Well, I'm back at it. Opening up old computers, cleaning them, adjusting them--basically giving them a few more years of life when they would otherwise be destined for a landfill.
This time the name of the game is Dell Optiplex GX240. There were millions of these made, it seems. They were not the sexiest computers around--they tended to be used for business applications more than for gaming.
However, my school received 15 of these recently from the Jared Polis Foundations Community Computer Connection program.
Technology is outdated all too quickly in our world, and these desktops are no exception. Look at their specs: 20 GB Hard Drive, 1.6 GHz processor, and 256 MB of RAM.
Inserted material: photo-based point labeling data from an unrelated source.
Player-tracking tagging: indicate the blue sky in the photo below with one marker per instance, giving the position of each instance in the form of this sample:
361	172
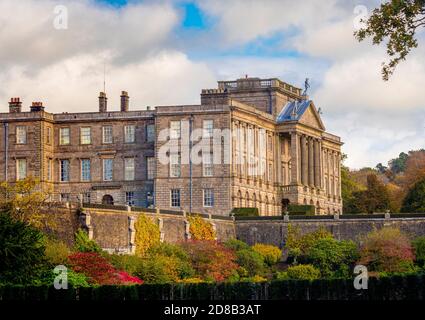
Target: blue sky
165	52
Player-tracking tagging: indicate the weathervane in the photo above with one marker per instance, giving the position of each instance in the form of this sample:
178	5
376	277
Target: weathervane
306	86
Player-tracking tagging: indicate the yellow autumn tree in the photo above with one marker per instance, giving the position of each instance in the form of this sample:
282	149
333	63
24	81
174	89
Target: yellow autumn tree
25	201
200	229
148	234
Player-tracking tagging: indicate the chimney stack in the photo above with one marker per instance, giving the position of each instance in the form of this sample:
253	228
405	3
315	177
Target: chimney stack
15	105
103	102
124	101
37	106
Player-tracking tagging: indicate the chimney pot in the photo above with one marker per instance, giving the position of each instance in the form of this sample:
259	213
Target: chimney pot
103	102
125	101
15	105
37	106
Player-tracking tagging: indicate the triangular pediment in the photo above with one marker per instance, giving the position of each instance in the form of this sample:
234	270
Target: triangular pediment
311	118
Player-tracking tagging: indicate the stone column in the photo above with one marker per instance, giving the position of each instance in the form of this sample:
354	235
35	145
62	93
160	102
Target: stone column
295	168
278	161
316	164
310	162
304	160
321	173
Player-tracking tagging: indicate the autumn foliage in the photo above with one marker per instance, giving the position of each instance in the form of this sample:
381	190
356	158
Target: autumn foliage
98	269
387	250
200	229
211	260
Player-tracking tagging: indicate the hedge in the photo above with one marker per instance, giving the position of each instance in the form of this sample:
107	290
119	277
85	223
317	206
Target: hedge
245	212
409	287
294	209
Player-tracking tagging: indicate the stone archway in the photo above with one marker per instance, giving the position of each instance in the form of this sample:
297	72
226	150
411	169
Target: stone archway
108	199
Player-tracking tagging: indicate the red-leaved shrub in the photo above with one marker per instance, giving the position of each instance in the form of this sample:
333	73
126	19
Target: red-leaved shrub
211	259
99	270
128	279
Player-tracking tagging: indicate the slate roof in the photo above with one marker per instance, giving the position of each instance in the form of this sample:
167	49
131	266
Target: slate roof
293	111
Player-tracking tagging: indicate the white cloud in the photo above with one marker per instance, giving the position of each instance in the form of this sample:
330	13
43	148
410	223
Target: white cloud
167	78
28	36
64	68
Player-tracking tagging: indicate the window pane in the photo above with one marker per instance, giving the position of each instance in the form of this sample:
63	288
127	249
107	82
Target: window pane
175	127
129	198
207	164
49	169
49	135
208	126
21	135
107	169
208	197
86	197
64	136
64	170
107	134
150	168
175	198
129	132
21	169
85	135
175	165
150	133
129	168
85	170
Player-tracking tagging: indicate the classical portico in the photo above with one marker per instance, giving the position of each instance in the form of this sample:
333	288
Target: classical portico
314	159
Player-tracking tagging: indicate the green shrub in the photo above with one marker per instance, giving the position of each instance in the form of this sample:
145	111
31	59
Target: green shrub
236	245
56	252
271	254
245	212
386	250
298	245
129	263
21	251
419	246
251	262
300	272
308	210
84	244
77	279
211	260
182	259
333	257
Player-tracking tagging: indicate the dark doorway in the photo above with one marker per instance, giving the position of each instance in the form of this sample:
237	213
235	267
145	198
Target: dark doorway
285	205
107	199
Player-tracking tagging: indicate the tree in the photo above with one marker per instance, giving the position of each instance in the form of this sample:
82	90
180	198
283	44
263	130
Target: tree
381	168
375	198
333	257
21	251
415	199
387	250
398	165
348	187
396	22
25	201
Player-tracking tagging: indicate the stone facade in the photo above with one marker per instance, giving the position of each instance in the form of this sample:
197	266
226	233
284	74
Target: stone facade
276	152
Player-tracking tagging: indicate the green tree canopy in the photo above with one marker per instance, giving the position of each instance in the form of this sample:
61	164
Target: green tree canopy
375	198
396	22
415	198
21	251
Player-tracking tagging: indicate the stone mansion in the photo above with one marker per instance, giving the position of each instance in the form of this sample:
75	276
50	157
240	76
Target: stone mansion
278	152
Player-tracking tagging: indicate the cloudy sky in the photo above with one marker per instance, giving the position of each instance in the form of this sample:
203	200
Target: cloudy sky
165	52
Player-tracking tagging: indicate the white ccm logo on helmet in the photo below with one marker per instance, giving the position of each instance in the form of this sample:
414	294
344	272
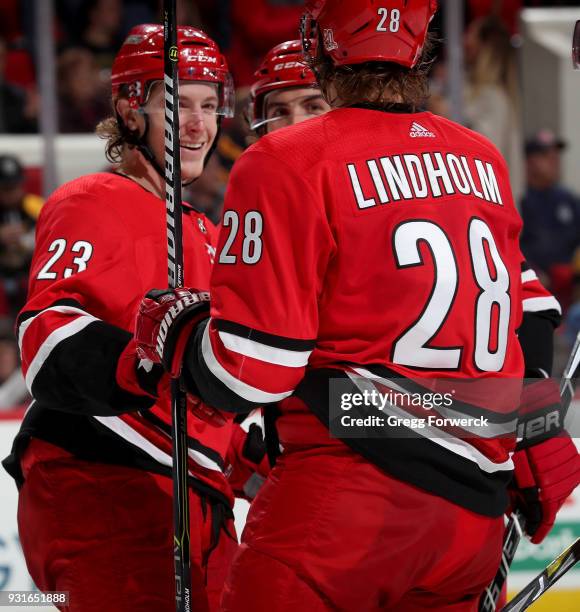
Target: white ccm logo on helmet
288	65
206	59
173	313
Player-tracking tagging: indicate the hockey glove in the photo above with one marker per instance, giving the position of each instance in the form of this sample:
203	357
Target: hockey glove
139	376
165	321
547	463
545	475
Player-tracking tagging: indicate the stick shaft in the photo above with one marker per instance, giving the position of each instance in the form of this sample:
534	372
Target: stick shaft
516	524
181	546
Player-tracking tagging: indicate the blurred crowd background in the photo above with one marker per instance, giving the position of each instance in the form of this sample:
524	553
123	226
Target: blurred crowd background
88	33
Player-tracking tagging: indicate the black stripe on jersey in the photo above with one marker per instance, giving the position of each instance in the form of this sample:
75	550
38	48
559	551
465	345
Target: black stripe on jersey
192	443
80	374
89	440
416	460
470	410
536	336
290	344
200	381
29	314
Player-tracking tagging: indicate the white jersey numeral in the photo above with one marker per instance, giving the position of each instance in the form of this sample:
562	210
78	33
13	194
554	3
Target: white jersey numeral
252	242
411	348
59	247
394	21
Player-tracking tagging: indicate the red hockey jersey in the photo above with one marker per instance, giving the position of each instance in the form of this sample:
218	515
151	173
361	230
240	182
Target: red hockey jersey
378	243
101	245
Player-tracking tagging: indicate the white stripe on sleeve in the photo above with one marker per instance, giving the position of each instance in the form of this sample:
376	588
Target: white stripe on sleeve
57	336
240	388
264	352
538	304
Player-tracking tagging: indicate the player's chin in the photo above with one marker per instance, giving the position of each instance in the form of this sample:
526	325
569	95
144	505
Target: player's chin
191	169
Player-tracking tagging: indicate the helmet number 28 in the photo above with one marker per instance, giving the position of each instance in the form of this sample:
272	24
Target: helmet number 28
391	19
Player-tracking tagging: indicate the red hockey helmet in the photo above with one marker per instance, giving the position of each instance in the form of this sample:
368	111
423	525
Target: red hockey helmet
576	46
139	63
357	31
282	67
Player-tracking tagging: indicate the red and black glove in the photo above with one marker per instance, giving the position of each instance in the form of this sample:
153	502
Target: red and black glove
547	463
165	321
545	475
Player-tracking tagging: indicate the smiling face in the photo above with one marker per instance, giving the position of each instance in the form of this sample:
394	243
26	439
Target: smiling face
290	106
198	103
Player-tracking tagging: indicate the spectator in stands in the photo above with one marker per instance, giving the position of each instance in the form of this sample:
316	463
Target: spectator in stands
18	213
551	212
206	194
256	26
18	108
101	29
492	92
83	93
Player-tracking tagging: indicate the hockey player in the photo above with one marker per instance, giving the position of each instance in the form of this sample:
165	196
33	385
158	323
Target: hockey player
375	243
93	456
285	92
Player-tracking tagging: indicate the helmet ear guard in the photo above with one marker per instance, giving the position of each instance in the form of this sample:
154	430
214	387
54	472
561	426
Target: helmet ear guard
282	68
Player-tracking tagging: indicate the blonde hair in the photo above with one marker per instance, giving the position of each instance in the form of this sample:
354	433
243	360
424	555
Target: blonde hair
118	136
495	63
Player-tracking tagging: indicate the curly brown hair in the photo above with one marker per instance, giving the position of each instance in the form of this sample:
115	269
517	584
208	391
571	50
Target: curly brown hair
118	136
380	84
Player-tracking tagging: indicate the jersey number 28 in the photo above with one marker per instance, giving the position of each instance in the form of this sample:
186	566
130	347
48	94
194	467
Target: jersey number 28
493	302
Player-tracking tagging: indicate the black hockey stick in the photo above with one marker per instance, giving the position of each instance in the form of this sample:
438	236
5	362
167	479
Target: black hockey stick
181	551
565	561
516	525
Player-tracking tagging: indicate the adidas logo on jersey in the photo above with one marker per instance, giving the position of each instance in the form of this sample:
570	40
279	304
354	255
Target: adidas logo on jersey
418	131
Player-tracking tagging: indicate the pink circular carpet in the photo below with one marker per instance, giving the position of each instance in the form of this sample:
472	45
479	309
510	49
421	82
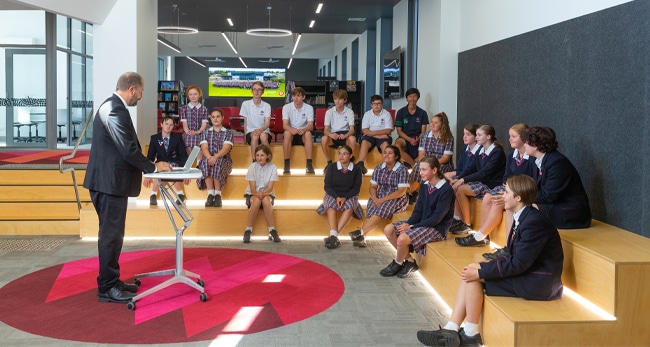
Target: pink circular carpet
248	292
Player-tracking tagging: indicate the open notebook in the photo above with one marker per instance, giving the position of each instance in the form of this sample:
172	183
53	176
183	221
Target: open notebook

I turned one on today and it took a long time to boot up. The JPF puts a barebones form of Windows XP on these and then uses free open source applications for everything else. There is no Microsoft Word or Adobe Photoshop here. Instead, you have Open Office and GIMP. In fact, there's so much open source software on here it makes you wonder why they don't just put Linux on these instead of Windows.
Well, they do. Trouble is, however, you'll have a tough time finding a school to take in any computers that don't have Windows on them.
Which is too bad, really. Recent forms of Linux (especially the Ubuntu flavors) have made it possible to turn these old sluggish machines into sleek animals once again. Hell, even the 256 MB of RAM is enough for regular Ubuntu, not to mention Xubuntu, which can operate on even less.
I have one of these at home and will be experimenting on it this weekend--mostly deciding between Ubuntu and Xubuntu. I may be running a whole lab of these this year, so I need to choose the best OS for the job. One thing is clear, though: Windows has got to go.